Purpose: The results from the published studies on the association between LEP (leptin) genetic polymorphism and cancer risk are conflicting. The common G2548A genetic polymorphism has been reported to be functional and may contribute to genetic susceptibility to cancers. However, the association between LEP G2548A genetic polymorphism and cancer risk remains inconclusive.

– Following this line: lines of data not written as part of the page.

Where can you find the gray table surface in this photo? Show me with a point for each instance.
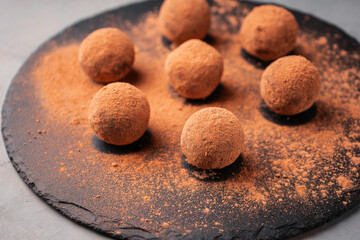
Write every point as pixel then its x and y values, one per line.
pixel 24 25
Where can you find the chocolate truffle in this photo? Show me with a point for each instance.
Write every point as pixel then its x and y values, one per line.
pixel 194 69
pixel 290 85
pixel 119 113
pixel 183 20
pixel 106 55
pixel 269 32
pixel 212 138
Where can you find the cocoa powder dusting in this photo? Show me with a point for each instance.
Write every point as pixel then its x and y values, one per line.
pixel 281 165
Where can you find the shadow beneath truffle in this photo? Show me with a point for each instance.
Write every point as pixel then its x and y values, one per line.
pixel 132 77
pixel 254 61
pixel 293 120
pixel 214 96
pixel 141 144
pixel 215 175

Methods: To better understand the role of LEP G2548A genetic polymorphism in global cancer, we conducted this comprehensive meta-analysis encompassing 6860 cases and 7956 controls.
Results: Overall, the LEP G2548A genetic polymorphism was associated with higher cancer risk in three genetic models (AA vs GG, AA vs AG/GG, A vs G). In the stratified analysis, there was significant association of LEP G2548A variant with non-Hodgkin's lymphoma (NHL) under homozygous co-dominant model (OR=1.27, 95% CI 1.01-1.60) and additive genetic model (OR=1.14, 95% CI 1.01-1.28). Moreover, a significantly increased cancer risk was found in three genetic models (AA vs GG, AA vs AG/GG, A vs G) among Caucasian population. For Asians, no significant associations were observed in any genetic model tested.
Conclusions: These findings suggest that the LEP G2548A genetic polymorphism may increase the susceptibility of cancers in NHL, especially in the homozygote co-dominant model and the additive genetic model among Caucasian populations. The phenomenon also indicates that the SNP functions as a recessive mutation, which needs to be verified or linked with functional studies.